A resposta do público na sexta-feira foi a manifestação de emoção mais significativa desde o movimento do Livro Branco em novembro passado, quando milhares de chineses em várias cidades saíram às ruas para protestar contra as duras políticas de “covid zero” do país e muitas mais pessoas aderiram ao protesto online.

As mortes de líderes seniores são sempre ocasiões delicadas na política chinesa. Alguns jornalistas e comentaristas especularam se a morte de Li poderia provocar um protesto como o de 1989, depois que Hu Yaobang, o ex-chefe do Partido Comunista Chinês, morreu de um ataque cardíaco repentino. A maioria das pessoas concluiu que provavelmente não, já que Xi controla rigidamente a Internet. As pessoas especularam que o Sr. Li provavelmente não teria um funeral de alto nível como o que o Sr.

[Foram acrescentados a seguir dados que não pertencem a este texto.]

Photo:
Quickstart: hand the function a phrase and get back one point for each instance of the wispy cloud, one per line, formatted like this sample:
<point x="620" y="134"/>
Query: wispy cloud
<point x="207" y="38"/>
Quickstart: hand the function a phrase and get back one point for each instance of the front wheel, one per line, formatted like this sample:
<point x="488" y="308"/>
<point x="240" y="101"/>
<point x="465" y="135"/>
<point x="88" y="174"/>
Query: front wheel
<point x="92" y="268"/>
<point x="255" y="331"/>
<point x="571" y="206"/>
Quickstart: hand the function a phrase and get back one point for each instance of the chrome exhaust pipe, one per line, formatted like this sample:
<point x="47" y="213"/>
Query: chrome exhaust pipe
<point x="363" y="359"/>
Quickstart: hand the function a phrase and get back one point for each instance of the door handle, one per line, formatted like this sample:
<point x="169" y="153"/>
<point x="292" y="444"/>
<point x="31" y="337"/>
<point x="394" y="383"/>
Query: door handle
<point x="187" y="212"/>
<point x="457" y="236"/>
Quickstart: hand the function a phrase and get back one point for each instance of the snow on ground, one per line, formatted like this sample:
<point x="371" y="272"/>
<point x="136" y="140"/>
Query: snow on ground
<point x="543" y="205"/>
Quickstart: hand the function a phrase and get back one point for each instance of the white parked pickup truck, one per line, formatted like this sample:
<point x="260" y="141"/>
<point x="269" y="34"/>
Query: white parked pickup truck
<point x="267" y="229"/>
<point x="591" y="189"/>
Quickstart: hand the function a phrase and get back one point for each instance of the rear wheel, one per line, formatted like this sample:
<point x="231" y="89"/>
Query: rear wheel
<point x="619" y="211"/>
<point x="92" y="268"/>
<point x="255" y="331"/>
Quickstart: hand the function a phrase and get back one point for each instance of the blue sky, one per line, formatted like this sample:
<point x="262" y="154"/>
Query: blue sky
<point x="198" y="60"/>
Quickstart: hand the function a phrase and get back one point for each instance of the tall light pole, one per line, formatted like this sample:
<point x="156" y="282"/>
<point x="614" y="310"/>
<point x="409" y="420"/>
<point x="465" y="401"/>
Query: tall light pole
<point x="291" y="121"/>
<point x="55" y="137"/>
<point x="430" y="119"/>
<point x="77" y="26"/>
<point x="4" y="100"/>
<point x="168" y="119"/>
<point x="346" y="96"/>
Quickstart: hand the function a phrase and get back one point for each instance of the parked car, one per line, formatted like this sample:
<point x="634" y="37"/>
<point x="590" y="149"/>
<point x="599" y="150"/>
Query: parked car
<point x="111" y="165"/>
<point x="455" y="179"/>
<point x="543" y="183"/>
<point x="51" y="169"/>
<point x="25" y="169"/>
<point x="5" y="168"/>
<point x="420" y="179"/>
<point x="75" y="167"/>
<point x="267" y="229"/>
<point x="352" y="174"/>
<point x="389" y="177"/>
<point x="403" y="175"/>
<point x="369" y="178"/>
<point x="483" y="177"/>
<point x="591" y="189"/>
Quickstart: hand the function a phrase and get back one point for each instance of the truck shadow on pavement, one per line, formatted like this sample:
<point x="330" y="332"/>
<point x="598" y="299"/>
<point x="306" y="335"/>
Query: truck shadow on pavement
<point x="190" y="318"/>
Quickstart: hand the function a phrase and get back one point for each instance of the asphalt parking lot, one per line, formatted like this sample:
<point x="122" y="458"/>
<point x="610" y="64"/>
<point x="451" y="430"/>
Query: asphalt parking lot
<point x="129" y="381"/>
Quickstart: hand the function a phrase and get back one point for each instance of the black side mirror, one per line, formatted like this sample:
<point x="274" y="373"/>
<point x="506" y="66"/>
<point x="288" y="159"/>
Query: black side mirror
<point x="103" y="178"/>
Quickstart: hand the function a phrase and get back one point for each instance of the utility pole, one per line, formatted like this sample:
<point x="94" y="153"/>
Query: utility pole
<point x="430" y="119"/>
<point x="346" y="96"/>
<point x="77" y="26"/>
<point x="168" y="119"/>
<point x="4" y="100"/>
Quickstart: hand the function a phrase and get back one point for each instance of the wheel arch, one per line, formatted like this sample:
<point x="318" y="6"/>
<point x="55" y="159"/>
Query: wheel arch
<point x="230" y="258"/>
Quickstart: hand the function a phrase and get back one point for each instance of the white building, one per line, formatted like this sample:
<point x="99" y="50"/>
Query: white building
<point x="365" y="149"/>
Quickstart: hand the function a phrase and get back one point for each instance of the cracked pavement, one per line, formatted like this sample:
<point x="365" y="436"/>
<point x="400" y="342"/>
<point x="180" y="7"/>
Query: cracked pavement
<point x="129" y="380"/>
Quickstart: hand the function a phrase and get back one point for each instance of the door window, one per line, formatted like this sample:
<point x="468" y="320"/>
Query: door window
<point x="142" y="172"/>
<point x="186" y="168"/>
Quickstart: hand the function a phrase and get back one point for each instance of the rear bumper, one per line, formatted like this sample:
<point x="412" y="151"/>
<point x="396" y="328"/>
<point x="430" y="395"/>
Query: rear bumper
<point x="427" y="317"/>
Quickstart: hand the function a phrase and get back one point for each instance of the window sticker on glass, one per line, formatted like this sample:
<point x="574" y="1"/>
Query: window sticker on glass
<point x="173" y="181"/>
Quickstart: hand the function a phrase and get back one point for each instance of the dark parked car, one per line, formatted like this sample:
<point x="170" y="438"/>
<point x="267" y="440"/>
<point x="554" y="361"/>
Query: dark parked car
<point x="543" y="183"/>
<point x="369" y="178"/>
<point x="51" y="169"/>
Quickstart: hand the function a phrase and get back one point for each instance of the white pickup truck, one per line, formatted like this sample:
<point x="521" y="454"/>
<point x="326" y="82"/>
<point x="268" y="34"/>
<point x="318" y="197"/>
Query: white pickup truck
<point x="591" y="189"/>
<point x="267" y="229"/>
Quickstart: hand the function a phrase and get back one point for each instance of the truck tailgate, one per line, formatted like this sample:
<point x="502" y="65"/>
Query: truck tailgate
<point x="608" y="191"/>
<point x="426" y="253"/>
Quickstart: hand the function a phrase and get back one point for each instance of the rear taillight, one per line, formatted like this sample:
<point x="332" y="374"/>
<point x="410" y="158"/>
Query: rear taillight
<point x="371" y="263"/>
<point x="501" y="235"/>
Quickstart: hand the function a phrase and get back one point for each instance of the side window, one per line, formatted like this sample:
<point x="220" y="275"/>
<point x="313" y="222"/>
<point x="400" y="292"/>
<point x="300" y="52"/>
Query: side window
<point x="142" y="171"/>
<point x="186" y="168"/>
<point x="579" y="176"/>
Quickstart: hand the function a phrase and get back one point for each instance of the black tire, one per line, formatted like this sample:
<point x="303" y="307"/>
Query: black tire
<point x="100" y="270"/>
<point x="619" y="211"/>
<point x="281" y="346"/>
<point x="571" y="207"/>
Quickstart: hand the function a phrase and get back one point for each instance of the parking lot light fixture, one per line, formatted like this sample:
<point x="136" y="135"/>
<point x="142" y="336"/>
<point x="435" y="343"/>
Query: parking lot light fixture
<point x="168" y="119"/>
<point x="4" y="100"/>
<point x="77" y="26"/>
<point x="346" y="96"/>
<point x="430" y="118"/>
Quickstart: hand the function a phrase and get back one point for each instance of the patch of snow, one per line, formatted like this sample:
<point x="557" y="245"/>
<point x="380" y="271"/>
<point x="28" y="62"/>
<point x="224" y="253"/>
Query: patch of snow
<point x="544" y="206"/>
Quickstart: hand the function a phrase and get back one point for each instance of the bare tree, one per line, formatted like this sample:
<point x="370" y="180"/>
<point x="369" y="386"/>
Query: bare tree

Em contraste com a manifestação de pesar do público, os meios de comunicação oficiais da China inicialmente minimizaram a morte do Sr. Uma palavra de 100 anúncio foi listado como o terceiro ou quarto item de notícia principal em todos os principais sites de notícias, atrás da reunião de Xi com o governador Gavin Newsom, da Califórnia. ou o novo livro de Xi sobre o trabalho em assuntos civis.

Esse tratamento discreto repercutiu nas pessoas online porque refletia o que elas consideravam o tratamento humilhante e desdenhoso de Xi para com Li, mesmo após sua morte.

“Ele viveu frustrado e morreu ressentido”, disse-me um jornalista chinês. “Mas não somos todos assim?”